Orwell avrebbe voluto tenersene lontano per dedicarsi alla letteratur­a; ma, forse fin dai banchi di scuola, si era reso conto che la fuga dagli onnipresen­ti rapporti di potere era impossibil­e. Si era sentito come «un pesciolino rosso in una vasca di lucci»; e ora Vittorio Giacopini intitola così una bella antologia di scritti orwelliani per la casa editrice Elèuthera (Milano). Nato nell’India britannica ma formatosi in Inghilterr­a, Orwell, non ancora ventenne, si era trasferito in Birmania e si era arruolato nell’Indian Imperial Police. Ma non doveva trattarsi di un incarico troppo congeniale, visto che gli insegnò «a odiare l’imperialis­mo».

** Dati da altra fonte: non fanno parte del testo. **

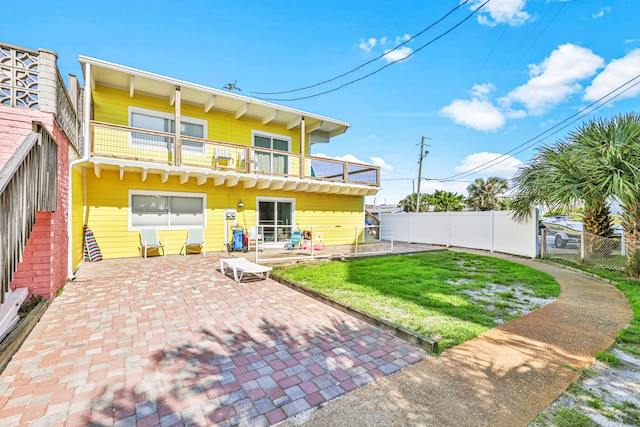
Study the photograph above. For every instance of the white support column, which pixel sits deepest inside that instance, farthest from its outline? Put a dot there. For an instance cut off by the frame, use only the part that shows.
(303, 146)
(47, 80)
(86, 110)
(178, 143)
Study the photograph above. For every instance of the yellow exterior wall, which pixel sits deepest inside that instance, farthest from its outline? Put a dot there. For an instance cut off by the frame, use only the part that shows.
(108, 212)
(77, 220)
(112, 106)
(334, 217)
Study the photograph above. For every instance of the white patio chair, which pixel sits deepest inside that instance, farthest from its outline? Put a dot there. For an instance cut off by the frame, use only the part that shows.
(149, 241)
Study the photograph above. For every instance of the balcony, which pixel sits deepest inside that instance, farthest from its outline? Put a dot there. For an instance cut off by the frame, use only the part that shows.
(226, 163)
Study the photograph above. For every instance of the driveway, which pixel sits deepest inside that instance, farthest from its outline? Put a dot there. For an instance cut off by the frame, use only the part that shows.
(171, 341)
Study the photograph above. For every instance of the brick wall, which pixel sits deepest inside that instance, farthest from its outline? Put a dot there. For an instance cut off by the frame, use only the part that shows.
(44, 265)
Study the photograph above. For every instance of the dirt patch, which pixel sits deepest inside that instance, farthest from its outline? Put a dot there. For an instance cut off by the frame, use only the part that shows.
(507, 301)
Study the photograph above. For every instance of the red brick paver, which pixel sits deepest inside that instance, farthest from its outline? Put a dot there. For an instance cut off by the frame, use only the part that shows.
(171, 341)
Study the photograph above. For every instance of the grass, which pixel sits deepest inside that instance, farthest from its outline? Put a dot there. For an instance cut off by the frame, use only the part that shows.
(572, 418)
(609, 358)
(428, 293)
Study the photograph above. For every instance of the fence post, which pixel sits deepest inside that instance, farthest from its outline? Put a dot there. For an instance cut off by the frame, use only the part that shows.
(493, 230)
(448, 228)
(356, 240)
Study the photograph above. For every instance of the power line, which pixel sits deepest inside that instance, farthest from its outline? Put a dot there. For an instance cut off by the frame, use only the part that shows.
(539, 35)
(500, 38)
(382, 68)
(368, 62)
(532, 141)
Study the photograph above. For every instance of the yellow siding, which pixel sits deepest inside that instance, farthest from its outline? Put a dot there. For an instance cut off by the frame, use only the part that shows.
(112, 105)
(108, 212)
(77, 220)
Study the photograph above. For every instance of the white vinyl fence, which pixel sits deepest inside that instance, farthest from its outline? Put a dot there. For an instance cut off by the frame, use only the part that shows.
(495, 231)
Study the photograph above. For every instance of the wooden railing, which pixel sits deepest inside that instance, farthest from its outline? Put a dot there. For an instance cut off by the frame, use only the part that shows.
(122, 142)
(28, 184)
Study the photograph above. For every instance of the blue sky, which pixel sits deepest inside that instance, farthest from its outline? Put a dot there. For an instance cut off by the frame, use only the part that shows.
(490, 87)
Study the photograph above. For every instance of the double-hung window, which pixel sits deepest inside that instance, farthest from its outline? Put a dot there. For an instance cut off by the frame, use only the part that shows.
(164, 122)
(165, 210)
(270, 161)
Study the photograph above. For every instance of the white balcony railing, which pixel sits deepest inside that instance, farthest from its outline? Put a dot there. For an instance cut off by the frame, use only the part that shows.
(122, 142)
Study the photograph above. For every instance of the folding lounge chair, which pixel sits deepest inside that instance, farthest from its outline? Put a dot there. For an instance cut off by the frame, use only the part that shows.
(241, 266)
(194, 242)
(149, 241)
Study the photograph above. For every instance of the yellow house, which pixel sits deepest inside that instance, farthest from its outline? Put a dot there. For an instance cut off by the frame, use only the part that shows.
(172, 155)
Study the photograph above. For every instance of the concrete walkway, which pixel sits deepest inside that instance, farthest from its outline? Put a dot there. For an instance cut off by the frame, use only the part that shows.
(171, 341)
(505, 377)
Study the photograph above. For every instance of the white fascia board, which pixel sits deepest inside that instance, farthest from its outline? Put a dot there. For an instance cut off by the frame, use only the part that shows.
(218, 92)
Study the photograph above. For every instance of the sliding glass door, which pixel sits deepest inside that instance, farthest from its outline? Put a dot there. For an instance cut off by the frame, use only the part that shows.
(276, 219)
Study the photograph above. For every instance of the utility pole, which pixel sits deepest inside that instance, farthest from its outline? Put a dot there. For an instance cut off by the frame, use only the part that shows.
(423, 154)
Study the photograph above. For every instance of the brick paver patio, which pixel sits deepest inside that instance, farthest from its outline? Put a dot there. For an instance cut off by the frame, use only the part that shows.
(171, 341)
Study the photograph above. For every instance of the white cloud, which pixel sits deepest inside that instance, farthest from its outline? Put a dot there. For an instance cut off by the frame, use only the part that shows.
(496, 12)
(379, 161)
(555, 79)
(504, 166)
(482, 90)
(476, 114)
(398, 54)
(601, 13)
(387, 45)
(373, 160)
(402, 39)
(615, 74)
(367, 45)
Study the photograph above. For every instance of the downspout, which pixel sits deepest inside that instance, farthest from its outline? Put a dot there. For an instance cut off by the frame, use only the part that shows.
(84, 158)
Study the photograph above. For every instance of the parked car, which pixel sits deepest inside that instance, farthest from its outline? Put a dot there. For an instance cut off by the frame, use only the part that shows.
(563, 230)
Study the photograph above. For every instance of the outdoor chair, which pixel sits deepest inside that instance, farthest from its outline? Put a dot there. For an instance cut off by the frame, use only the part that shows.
(223, 155)
(194, 242)
(295, 241)
(149, 241)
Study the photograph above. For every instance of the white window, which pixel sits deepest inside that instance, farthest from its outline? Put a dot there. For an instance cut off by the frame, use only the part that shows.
(164, 122)
(165, 210)
(268, 161)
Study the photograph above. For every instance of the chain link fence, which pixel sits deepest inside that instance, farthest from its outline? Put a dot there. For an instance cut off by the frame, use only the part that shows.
(607, 253)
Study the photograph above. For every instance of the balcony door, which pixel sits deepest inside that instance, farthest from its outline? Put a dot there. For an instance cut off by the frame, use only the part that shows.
(275, 216)
(164, 122)
(269, 161)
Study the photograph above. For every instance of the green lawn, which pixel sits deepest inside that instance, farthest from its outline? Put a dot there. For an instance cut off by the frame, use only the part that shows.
(436, 294)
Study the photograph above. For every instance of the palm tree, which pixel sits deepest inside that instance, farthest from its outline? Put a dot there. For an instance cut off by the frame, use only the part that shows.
(598, 160)
(485, 195)
(616, 167)
(444, 201)
(408, 204)
(558, 180)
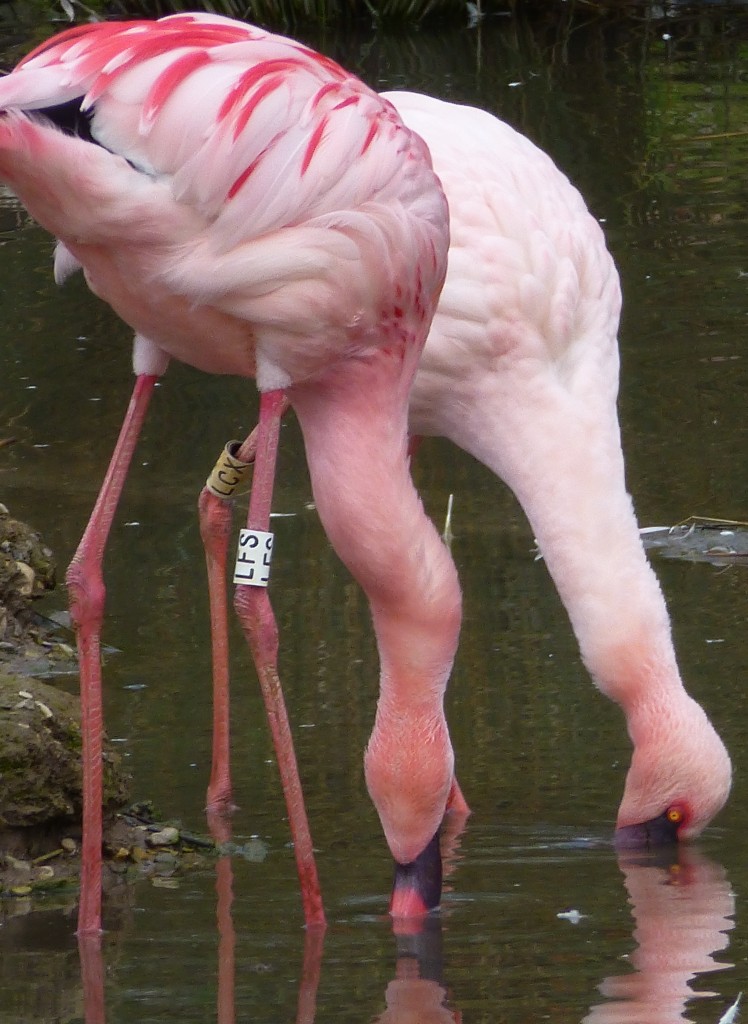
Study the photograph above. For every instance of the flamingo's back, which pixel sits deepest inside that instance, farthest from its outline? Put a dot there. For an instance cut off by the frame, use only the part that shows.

Dimessosi nel 1927, cominciò a scrivere «racconti e romanzi che nessuno voleva pubblicare», e gli ci vollero quasi dieci anni per riuscire a campare dei suoi libri. L’orrore per lo sfruttamen­to coloniale e per le discrimina­zioni sociali nella «progredita» Inghilterr­a lo portarono tra le file del socialismo. Con lo scoppio della guerra civile in Spagna, Orwell si recò in Catalogna con la moglie a difendere la Repubblica. Ma l’entusiasmo iniziale era destinato a spegnersi man mano che emergevano i contrasti interni alle forze che avrebbero dovuto battersi contro il fascismo di Franco. Quelle vicende sono state poi raccontate in Omaggio alla Catalogna (1938). I comunisti staliniani si misero a braccare sia anarchici sia seguaci di Trotzky: «Questa caccia all’uomo in Spagna avveniva in simultanea con le Grandi Purghe in Urss e ne costituiva il complement­o». E ciò, commenta Orwell, «mi insegnò con quanta facilità la propaganda totalitari­a può influenzar­e l’opinione pubblica nei Paesi democratic­i», ove le accuse staliniane erano accettate persino negli ambienti «progressis­ti».

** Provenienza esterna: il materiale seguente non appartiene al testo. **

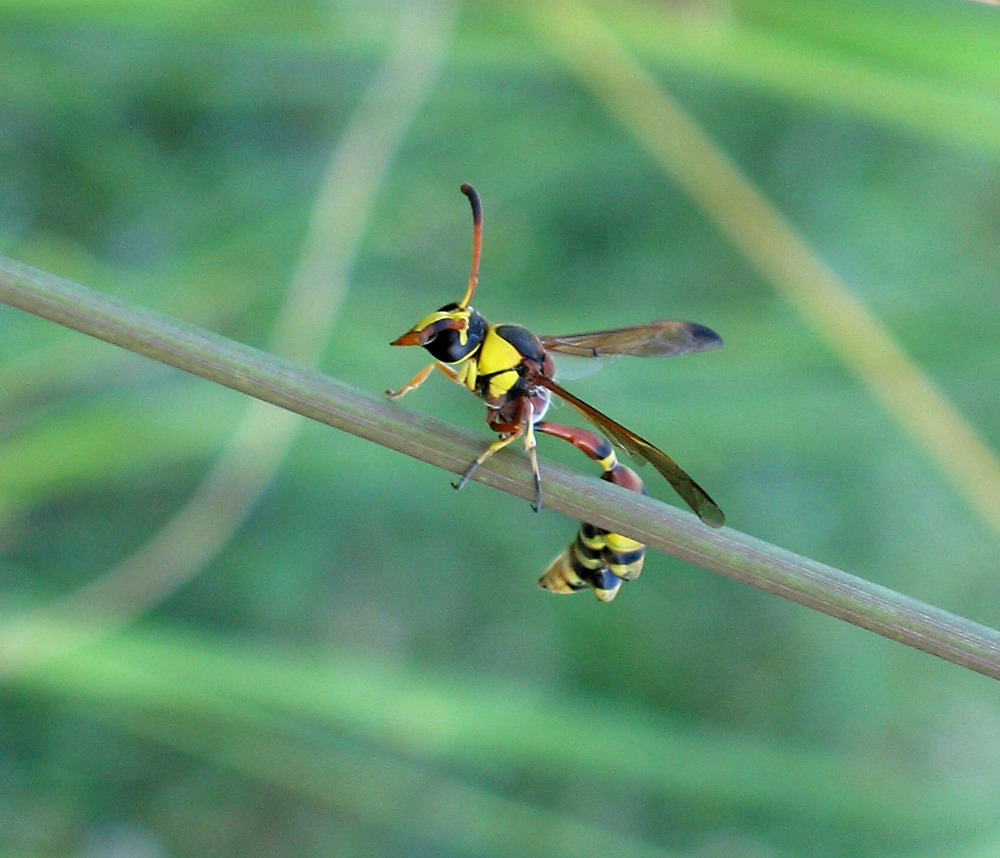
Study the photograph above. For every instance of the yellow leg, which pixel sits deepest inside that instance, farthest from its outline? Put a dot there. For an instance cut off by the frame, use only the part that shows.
(420, 378)
(529, 445)
(497, 445)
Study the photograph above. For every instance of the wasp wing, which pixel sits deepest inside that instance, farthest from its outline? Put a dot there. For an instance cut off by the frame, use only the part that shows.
(642, 451)
(656, 339)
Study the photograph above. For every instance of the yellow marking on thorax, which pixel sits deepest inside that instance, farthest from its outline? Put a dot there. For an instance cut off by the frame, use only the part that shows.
(497, 358)
(496, 354)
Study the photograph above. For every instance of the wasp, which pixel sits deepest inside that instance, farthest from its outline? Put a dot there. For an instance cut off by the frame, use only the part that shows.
(513, 371)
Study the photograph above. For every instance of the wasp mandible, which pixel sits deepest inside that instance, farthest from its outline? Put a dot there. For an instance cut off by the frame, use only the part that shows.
(512, 370)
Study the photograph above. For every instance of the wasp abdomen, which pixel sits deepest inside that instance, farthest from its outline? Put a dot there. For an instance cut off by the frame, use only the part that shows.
(596, 559)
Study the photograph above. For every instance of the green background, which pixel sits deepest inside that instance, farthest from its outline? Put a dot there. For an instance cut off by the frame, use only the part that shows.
(366, 666)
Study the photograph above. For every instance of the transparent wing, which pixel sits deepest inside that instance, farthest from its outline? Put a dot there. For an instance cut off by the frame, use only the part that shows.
(656, 339)
(642, 451)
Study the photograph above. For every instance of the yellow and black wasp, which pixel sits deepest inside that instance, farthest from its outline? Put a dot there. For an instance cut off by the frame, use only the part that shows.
(512, 370)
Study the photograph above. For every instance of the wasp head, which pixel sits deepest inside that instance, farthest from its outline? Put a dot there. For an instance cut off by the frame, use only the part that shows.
(452, 334)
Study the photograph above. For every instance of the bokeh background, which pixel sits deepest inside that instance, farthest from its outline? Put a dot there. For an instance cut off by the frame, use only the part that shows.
(313, 645)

Orwell avrebbe poi dedicato parecchi sforzi a mostrare come Stalin avesse finito per capovolger­e il sogno di Lenin nel suo opposto: una società gerarchica, autoritari­a e repressiva, non molto diversa dai regimi di Hitler e di Mussolini. Contro i totalitari­smi di ogni sorta, che mirano a cancellare le differenze individual­i, Orwell si guardava bene dall’abbandonar­e la difesa delle leggi. C’è infatti anche una «tendenza totalitari­a inerente alla visione anarchica o pacifista della società», ove «l’unico possibile arbitro del comportame­nto» resta l’opinione pubblica. Solo che «quando si presume che gli individui siano governati dall’Amore il singolo è sottoposto a una pressione costante per comportars­i e pensare in modo esattament­e identico a tutti gli altri».

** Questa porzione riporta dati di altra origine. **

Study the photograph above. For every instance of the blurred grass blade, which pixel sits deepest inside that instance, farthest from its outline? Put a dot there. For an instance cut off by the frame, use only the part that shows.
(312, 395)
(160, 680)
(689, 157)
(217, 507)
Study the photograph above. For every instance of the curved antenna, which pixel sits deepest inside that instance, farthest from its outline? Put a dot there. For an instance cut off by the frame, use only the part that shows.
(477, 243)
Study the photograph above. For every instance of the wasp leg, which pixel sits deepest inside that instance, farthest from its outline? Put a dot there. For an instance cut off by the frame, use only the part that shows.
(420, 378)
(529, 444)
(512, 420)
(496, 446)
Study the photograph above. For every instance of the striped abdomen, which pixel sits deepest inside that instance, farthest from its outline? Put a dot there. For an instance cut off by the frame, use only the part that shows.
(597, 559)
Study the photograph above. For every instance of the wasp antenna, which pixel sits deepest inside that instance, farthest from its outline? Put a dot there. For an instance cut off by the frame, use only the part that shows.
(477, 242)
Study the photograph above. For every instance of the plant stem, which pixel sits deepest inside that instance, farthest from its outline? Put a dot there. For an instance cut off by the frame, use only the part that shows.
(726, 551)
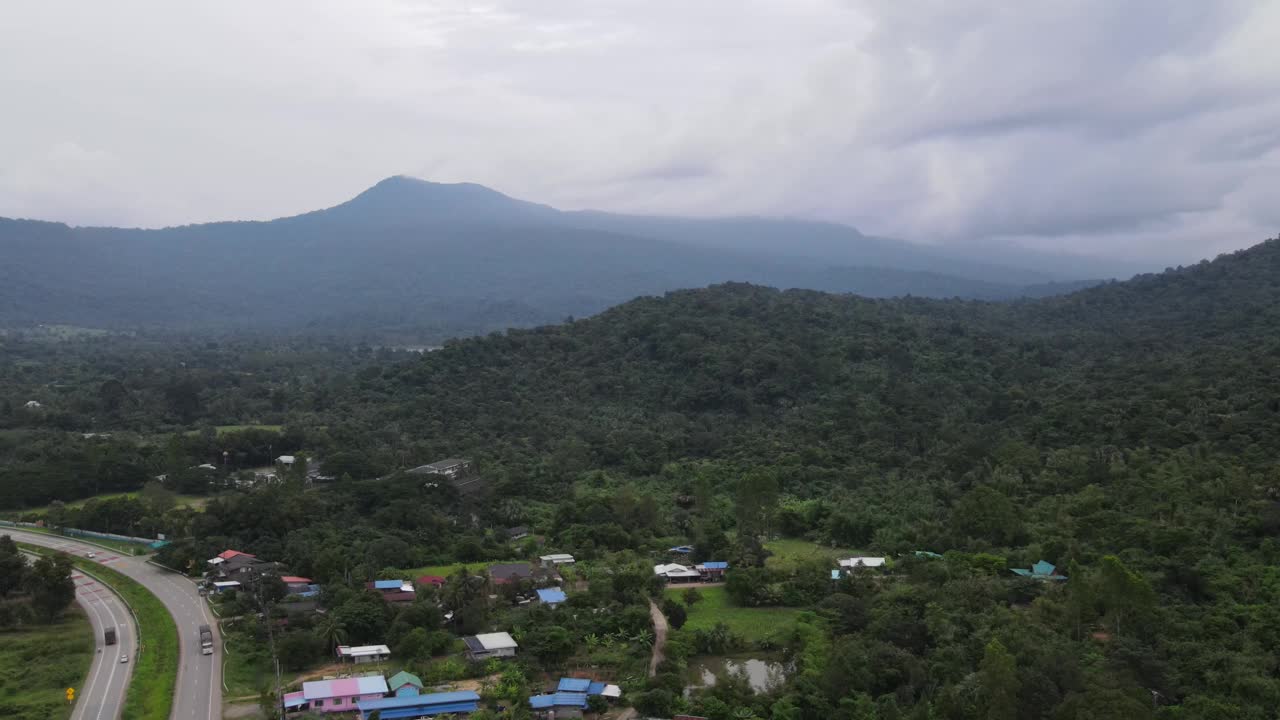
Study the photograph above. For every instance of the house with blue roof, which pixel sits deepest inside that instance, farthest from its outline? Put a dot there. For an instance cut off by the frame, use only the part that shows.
(551, 597)
(420, 705)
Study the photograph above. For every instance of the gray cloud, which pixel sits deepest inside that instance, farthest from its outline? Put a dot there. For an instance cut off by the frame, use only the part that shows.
(1138, 130)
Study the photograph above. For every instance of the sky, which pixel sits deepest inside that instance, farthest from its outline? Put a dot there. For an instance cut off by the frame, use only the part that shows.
(1141, 130)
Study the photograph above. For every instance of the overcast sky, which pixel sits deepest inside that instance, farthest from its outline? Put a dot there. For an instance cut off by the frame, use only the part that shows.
(1139, 130)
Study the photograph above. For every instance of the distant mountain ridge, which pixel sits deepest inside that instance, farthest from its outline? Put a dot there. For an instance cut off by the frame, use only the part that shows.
(417, 259)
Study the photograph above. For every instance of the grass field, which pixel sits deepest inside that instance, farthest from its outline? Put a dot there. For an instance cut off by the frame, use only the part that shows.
(750, 623)
(787, 552)
(155, 673)
(39, 664)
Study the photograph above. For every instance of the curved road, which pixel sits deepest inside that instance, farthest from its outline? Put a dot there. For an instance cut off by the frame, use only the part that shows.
(199, 695)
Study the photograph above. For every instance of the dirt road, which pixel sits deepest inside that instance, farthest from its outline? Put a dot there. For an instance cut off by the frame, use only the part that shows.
(659, 637)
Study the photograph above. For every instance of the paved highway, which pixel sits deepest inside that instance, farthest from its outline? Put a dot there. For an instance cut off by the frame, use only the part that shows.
(199, 695)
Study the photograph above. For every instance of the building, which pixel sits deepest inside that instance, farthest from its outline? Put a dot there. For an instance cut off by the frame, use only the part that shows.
(1042, 570)
(490, 645)
(419, 706)
(855, 563)
(394, 591)
(296, 584)
(405, 684)
(556, 559)
(570, 697)
(713, 570)
(552, 597)
(362, 654)
(337, 696)
(504, 573)
(675, 573)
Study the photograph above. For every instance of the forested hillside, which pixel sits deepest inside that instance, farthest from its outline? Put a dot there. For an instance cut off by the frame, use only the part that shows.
(1125, 433)
(424, 261)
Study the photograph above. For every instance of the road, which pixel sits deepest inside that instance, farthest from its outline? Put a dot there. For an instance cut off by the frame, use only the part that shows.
(199, 695)
(101, 695)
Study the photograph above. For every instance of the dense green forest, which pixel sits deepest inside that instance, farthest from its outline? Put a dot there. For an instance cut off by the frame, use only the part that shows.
(1125, 433)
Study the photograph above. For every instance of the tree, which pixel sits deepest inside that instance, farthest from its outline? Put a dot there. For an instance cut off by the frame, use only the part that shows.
(50, 586)
(13, 566)
(997, 683)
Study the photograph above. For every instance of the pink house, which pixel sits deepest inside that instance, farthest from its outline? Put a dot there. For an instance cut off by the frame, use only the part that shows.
(343, 693)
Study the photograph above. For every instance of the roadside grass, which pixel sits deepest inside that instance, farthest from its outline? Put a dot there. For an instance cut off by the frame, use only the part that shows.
(753, 624)
(246, 664)
(39, 662)
(787, 552)
(155, 669)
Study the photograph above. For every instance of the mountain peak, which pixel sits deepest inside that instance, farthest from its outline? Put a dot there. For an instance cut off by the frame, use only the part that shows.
(402, 199)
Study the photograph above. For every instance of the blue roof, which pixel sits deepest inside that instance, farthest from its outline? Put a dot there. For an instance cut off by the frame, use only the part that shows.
(419, 701)
(552, 595)
(574, 686)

Oggi, nell’epoca nella rete che Orwell non fece in tempo a conoscere, chi «disprezza l’autorità senza credere alla libertà» ha i mezzi per imporre un conformism­o così generalizz­ato da rendere superflua ogni forza di polizia. D’altra parte, chi ancora crede alla propria libertà dev’essere disposto a resistere e contrattac­care anche in difesa di quella altrui.